Leonid Slutsky, the head of the foreign affairs committee in the lower house, the State Duma, hailed Gorbachev as “the most remarkable politician of his time,” but described him as a “contradictory” figure whose reforms “played into the hands of those who were trying to wipe the USSR off the world’s map.”

Kremlin spokesperson Dmitry Peskov was more scathing, accusing Gorbachev of harboring “romantic expectations” of post-Soviet detente with the West, adding that “the bloodthirsty nature of our opponents has come to light, and it’s good that we realized that in time.”

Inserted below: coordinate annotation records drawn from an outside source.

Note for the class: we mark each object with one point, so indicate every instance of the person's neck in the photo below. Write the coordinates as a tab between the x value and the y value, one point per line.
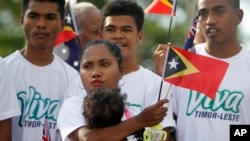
225	50
37	57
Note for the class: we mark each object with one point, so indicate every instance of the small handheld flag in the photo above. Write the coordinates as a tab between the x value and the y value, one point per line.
193	71
161	7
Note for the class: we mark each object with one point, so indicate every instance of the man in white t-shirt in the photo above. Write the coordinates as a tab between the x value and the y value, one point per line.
200	118
40	78
121	23
8	103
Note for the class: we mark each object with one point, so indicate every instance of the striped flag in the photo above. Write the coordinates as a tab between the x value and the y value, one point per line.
161	7
46	135
193	71
69	31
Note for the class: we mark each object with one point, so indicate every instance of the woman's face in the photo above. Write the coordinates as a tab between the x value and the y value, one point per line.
99	68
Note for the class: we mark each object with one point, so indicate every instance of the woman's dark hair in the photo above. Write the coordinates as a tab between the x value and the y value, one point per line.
60	3
121	8
113	48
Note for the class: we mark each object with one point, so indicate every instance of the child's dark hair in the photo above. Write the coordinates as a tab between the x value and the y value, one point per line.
60	3
112	47
121	8
103	107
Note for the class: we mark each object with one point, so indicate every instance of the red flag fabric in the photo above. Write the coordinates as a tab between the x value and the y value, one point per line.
69	31
161	7
193	71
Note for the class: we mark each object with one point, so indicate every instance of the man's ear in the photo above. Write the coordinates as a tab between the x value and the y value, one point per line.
63	23
122	72
140	37
239	14
21	18
99	33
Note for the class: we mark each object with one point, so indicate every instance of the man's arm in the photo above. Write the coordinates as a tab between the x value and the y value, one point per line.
5	130
150	116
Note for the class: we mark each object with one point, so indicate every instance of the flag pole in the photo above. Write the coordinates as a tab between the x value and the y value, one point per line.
168	37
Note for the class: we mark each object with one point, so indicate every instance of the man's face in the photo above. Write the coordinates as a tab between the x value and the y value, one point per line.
122	30
41	24
218	20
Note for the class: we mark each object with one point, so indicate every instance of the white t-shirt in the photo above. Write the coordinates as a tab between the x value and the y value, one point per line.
9	106
142	88
40	91
202	119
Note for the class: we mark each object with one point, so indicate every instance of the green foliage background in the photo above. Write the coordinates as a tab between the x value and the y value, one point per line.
11	37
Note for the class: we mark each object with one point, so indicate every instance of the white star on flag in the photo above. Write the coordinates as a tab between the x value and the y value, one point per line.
68	18
173	64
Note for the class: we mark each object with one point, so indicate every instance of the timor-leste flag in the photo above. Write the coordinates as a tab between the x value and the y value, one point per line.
69	31
193	71
161	7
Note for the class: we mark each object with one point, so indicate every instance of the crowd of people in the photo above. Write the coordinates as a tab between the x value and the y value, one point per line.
112	96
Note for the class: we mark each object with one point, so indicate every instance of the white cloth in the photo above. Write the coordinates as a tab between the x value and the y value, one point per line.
202	119
40	91
9	106
142	88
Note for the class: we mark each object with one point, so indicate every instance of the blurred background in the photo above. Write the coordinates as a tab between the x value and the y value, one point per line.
156	27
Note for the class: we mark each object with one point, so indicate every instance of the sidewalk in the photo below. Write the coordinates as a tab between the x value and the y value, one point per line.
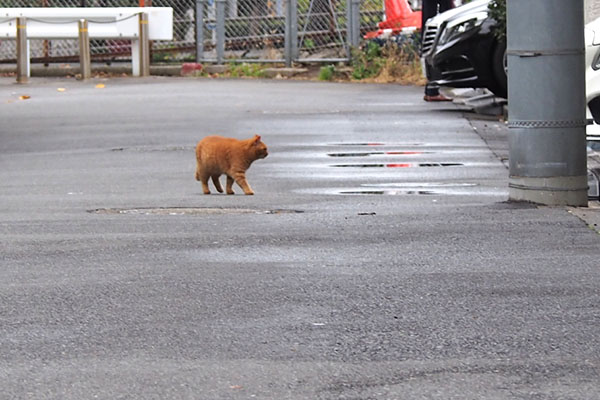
495	134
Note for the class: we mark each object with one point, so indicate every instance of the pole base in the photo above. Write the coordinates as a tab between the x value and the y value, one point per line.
550	191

Nikolai Kolomeitsev, the deputy head of the Communist faction in the Duma, went even further, denouncing Gorbachev as a “traitor” who “destroyed the state.”

Gorbachev’s foundation said that he will be buried at Moscow’s Novodevichy cemetery next to his wife. The date hasn’t been set yet and it wasn’t immediately clear whether he will be given a state funeral.